Creating visualizations that show correlations between different musical features, helping
us understand how these attributes relate to each other and to song popularity.

In [None]:
# Select numeric features for correlation analysis
cols <- c(
  "valence", "acousticness", "danceability", "duration_min",
  "energy", "instrumentalness", "liveness", "loudness",
  "year", "speechiness", "tempo", "popularity"
)

# Calculate correlation matrix
corr_matrix <- cor(df[cols], use = "complete.obs")

# Create correlation heatmap using ggplot2
corr_df <- as.data.frame(as.table(corr_matrix))
names(corr_df) <- c("Feature1", "Feature2", "Correlation")

ggplot(corr_df, aes(x = Feature1, y = Feature2, fill = Correlation)) +
  geom_tile() +
  scale_fill_gradient2(
    low = "blue", mid = "white", high = "red",
    midpoint = 0, limits = c(-1, 1)
  ) +
  geom_text(aes(label = sprintf("%.2f", Correlation)), size = 2.5) +
  labs(title = "Correlation Matrix of Musical Features",
       x = "", y = "") +
  theme_spotify() +
  theme(axis.text.x = element_text(angle = 45, hjust = 1))

In [None]:
# Create pair plots for selected key features
key_features <- c("popularity", "valence", "energy", "danceability", "year")

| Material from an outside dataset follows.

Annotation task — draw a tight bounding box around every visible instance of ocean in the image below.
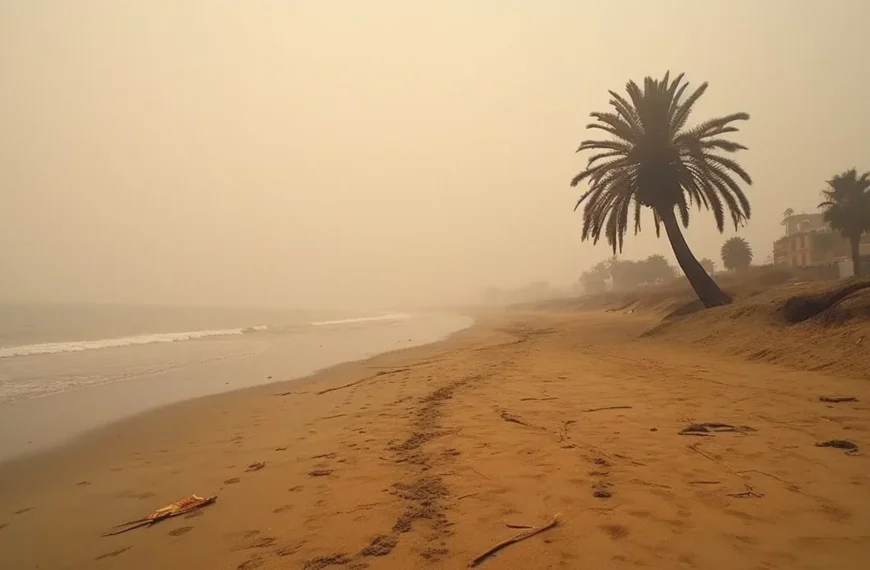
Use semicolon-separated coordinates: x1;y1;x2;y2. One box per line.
0;305;472;460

# Sample a subset of data for the pair plot (to avoid overplotting)
set.seed(123)
sample_df <- df %>% sample_n(min(5000, nrow(df)))

# Create pair plot with GGally
ggpairs(
  sample_df, 
  columns = key_features,
  upper = list(continuous = "cor"),
  diag = list(continuous = "barDiag"),
  lower = list(continuous = "smooth")
) +
  labs(title = "Pair Plot of Key Musical Features") +
  theme_spotify()

## Music Feature Trends Over Time

Analyzing how musical characteristics have changed throughout the decades, showing the
evolution of popular music from the 1920s to the 2010s.

In [None]:
# Analyze musical feature trends over time by year
year_features <- df %>%
  group_by(year) %>%
  filter(n() > 5) %>%  # Filter to years with sufficient data
  summarise(
    avg_valence = mean(valence, na.rm = TRUE),
    avg_energy = mean(energy, na.rm = TRUE),
    avg_acousticness = mean(acousticness, na.rm = TRUE),
    avg_danceability = mean(danceability, na.rm = TRUE),
    avg_popularity = mean(popularity, na.rm = TRUE),
    count = n()
  ) %>%
  filter(year >= 1950) # Focus on more recent years with better data

# Convert to long format for plotting
year_features_long <- year_features %>%
  pivot_longer(
    cols = starts_with("avg_"),
    names_to = "feature",
    values_to = "value"
  ) %>%
  mutate(feature = gsub("avg_", "", feature))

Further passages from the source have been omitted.